In der zweiten Nummer des Orpheu veröffentlichte Pessoa seine „Meeres-Ode“, die jetzt bereits einen festen Platz in der Dichtung des 20. Jahrhunderts innehat, damals aber erst einmal ein Wegweiser in den grundlegenden Anstrengungen zur Überwindung des Symbolismus war. Dieses Ziel ist auch immer eines der zentralen Themen in den literaturkritischen Artikeln von Pessoa, die zum Teil mit Alvaro de Campos gezeichnet und gegen Fernando Pessoa gerichtet waren und in denen die Überwindung der vorherrschenden, sich am Symbolismus orientierenden Dichtung die Perspektive für eine neue große portugiesische Poesie eröffnen sollte, deren baldige Schaffung der Futurist Alvaro de Campos prophezeite.
Jedoch erregte das Erscheinen der beiden revolutionierenden Nummern des Orpheu einen solchen Literaturskandal, daß es bei diesen beiden Nummern bleiben sollte. Sá-Carneiro verließ Lissabon und kehrte nach Paris zurück, wo er ein Jahr darauf Selbstmord beging. Fernando Pessoa aber hatte in dieser Zeit sein dichterisches Prinzip gefunden und machte mit dem absolut, klarsten Bewußtsein aus seiner Spaltung in verschiedene Dichterpersönlichkeiten – Ich bin ein anderer -, aus dem Widerspruch das Grundmodell, das System seiner Dichtung.
Andere Versuche, die portugiesische Avantgarde zu beleben, so etwa durch die Zeitschrift Portugal futurista, mußten scheitern. In der – allerdings einzigen – Nummer von Portugal futurista erschien eine anthologisch zu nennende, Sammlung von Diatriben des Alvaro de Campos mit dem Titel „Ultimatum“, die aufgrund ihrer poetischen Imagination und Gewalt als einzigartig zu bezeichnen sind und sich gegen jede etablierte Form der Kunst im damaligen Europa richteten. Die portugiesische Avantgarde wurde im Keim von einem kulturellen Leben und der Politik einer Gesellschaft erstickt, die sich mit überstürzten Schritten zum lang andauernden Faschismus des Oliveira Salazar hin bewegte.

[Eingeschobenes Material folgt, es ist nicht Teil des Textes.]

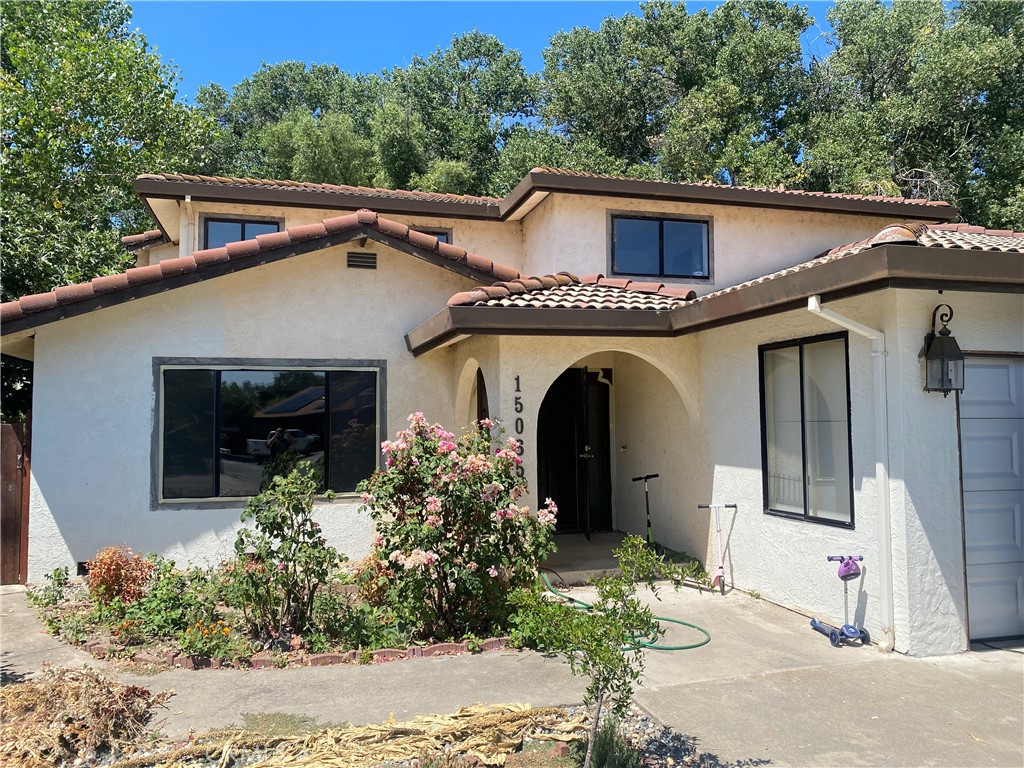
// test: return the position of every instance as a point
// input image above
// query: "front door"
(574, 451)
(991, 412)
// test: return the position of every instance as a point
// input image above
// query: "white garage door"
(992, 455)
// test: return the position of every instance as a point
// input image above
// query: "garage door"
(992, 456)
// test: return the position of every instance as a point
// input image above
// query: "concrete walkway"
(767, 690)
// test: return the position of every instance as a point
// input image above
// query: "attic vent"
(358, 260)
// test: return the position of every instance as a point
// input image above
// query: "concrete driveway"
(767, 690)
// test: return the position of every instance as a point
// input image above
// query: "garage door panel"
(991, 454)
(996, 600)
(994, 523)
(992, 389)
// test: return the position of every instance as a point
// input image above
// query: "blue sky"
(225, 42)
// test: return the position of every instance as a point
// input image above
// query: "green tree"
(925, 100)
(323, 150)
(85, 105)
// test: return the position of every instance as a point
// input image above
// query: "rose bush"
(452, 541)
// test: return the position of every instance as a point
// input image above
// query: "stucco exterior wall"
(781, 558)
(572, 232)
(94, 395)
(499, 241)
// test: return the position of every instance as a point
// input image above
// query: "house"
(757, 347)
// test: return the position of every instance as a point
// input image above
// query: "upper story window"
(659, 247)
(805, 406)
(225, 431)
(218, 232)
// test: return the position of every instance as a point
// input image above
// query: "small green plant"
(51, 591)
(604, 643)
(611, 749)
(212, 640)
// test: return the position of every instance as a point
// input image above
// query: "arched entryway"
(612, 416)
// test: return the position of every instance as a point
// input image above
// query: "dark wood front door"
(13, 523)
(574, 451)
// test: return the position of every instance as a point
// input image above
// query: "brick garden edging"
(265, 659)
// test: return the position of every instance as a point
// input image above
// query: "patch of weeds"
(273, 724)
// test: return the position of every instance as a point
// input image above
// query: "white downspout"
(189, 227)
(888, 641)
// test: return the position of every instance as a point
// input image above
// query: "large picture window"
(805, 408)
(659, 248)
(224, 430)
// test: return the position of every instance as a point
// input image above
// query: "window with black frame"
(218, 232)
(805, 407)
(659, 247)
(224, 431)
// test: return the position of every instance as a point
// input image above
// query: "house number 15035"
(519, 425)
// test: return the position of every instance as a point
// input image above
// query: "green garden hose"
(638, 643)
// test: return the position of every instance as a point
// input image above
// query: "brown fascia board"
(301, 198)
(226, 267)
(638, 188)
(873, 269)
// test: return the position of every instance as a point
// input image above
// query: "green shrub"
(51, 591)
(283, 560)
(452, 541)
(173, 600)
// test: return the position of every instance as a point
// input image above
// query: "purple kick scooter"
(848, 570)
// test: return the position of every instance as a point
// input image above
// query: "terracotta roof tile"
(244, 250)
(965, 237)
(143, 240)
(368, 192)
(568, 292)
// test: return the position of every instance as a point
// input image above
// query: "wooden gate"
(13, 504)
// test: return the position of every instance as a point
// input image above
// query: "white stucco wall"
(94, 395)
(571, 232)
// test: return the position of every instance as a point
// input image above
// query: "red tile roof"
(960, 237)
(368, 192)
(148, 238)
(565, 290)
(257, 251)
(776, 189)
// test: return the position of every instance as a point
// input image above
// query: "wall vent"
(358, 260)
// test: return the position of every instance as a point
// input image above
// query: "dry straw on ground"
(66, 715)
(488, 733)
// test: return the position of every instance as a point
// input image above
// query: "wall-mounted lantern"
(943, 358)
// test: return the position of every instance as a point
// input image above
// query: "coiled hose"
(637, 643)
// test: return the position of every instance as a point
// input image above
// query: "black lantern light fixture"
(943, 358)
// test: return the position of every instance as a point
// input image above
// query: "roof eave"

Bereits in den zwanziger Jahren hatte Pessoa angesichts der Moral sexueller Repression, die von der faschistischen Gesellschaft propagiert wurde, Stellung bezogen und hatte die Aktivitäten von Studentengruppen der extremen Rechten verurteilt, der sogenannten „Liga der Aktion der Studenten“, deren Ziel die Unterdrückung jeder literarischen Äußerung war, die die Positionen der herrschenden Ideologie irgendwie antastete und eine kritische Distanz zum Machtapparat, zur herrschenden Moral und zu den Institutionen wie Kirche oder Heer zum Ausdruck brachte.
Es war die Zeit, in der Pessoa nach der Publikation von zwei kleinen in Englisch verfaßten Gedichtbänden Antinous und 35 Sonnets, die von der Londoner Times sehr kühl begrüßt wurden, „0 Banqueiro anarquista“ in der Zeitschrift Contemporanea veröffentlichte. Die Avantgarde sah sich in ihrem Kampf für eine sich befreiende Kunst jedesmal heftiger gezwungen, um die – bürgerliche – Freiheit der Kunst und des Ausdrucks zu kämpfen, und Pessoa bezog sogar entgegen einer persönlichen Stellungnahme zum Nationalismus Positionen der Heterodoxie und der Opposition gegen eine kolonialistische Gesellschaft, die sich bereits dem Delirium einer faschistischen Ordnung ausgeliefert hatte.
Erst nach seinem Tode begannen die Dichtungen Pessoas bekannt zu werden und seinen Weltruhm zu begründen. 1944 wurde mit einer achtbändigen Werkausgabe in Portugal begonnen, doch noch immer bleiben viele seiner literaturkritischen Arbeiten; aber auch seiner Gedichte unveröffentlicht. Langsam aber ist sein Werk in fast alle Sprachen übersetzt, und im befreiten Lissabon der Jahre 1974/75 wurde Pessoa als der Nationaldichter Portugals gefeiert.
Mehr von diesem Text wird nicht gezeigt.